Pass the building code law now

INEVITABLY, the earthquake disaster in neighbouring Haiti has focused attention on Jamaica’s building codes.

The magnitude-7.0 earthquake of January 12, said to have been particularly destructive because its source was close to the surface, left in excess of 200,000 people dead, and countless others injured, homeless, without food, water and other basic amenities.

The great majority of the fatalities and injuries came as a result of collapsed buildings. Indeed, much of the infrastructure in Haiti’s capital Port-au-Prince and other towns and villages situated close to the epicentre of the earthquake, was destroyed.

Most experts seem to agree that should a tremor of similar magnitude hit Jamaica, it would not be on the same scale as experienced by our eastern neighbour.

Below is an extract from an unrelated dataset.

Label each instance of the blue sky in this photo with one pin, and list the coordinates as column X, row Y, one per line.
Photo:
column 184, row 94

This, they suggest, is largely because of a superior culture in Jamaica in so far as construction is concerned.

We note the comment from Mr Michael Archer of the Incorporated Masterbuilders Association that an absence of adequate building standards at formal and informal levels in Haiti contributed to the scale of the disaster.

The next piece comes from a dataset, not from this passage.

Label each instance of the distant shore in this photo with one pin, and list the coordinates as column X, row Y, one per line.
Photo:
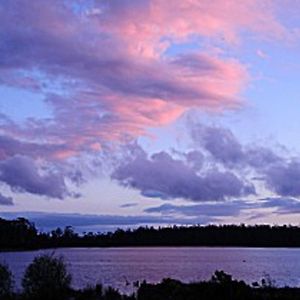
column 21, row 235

“When you look at the damage in Haiti, you see little or no steel,” Mr Archer is reported as saying in the Observer of January 27. And further: “Anyone who is building in Jamaica knows you have to find a mason and a steel man. Even though they are building an informal structure they know how to build in a formal sense…”

He is supported by Mr Ronald Jackson of the Office of Disaster and Emergency Management to the effect that “the difference is that when our squatters build a concrete structure, they build with steel, while in Haiti there wasn’t much steel”.

But just in case some Jamaicans may have been tempted into complacency, we are reminded by a Jamaica Information Service (JIS) article published in yesterday’s Sunday Observer that an updated building code is yet to be made law in Jamaica.

As this newspaper understands it, there is a national building code which dates back to the ’80s. It is usually adhered to by planners, architects, engineers, builders and is the standard used by building officers in local authorities whose job it is to assess and recommend final approval of structures across the country.

Still we are perturbed that this standard was never made law. As we understand it, the Government is being pressed to pass into law an even more advanced and comprehensive code that would bring Jamaica in line with current international standards. Construction sector sources say local architects and engineers are already borrowing from international standards to reinforce the minimum required of them by the 1980s code.

We are encouraged by news that the proposed updated legislation is being fast-tracked by Government. Surely the Haiti disaster will provide the necessary impetus.

For as we all should know by now Jamaica exists on the same earthquake fault line as Haiti. The destruction of Port Royal in 1692 and of Kingston in 1907 should be ample reminders.

It’s not a question of ‘if’ a major earthquake will strike Jamaica, only ‘when’. Further as we see first-hand every hurricane season, Jamaica, the wider Caribbean, the south-eastern United States and those areas bordering the Gulf of Mexico lie in the path of some of the most destructive storms on the planet.

As a nation we have a responsibility to protect ourselves from the effects of these disasters every way we can.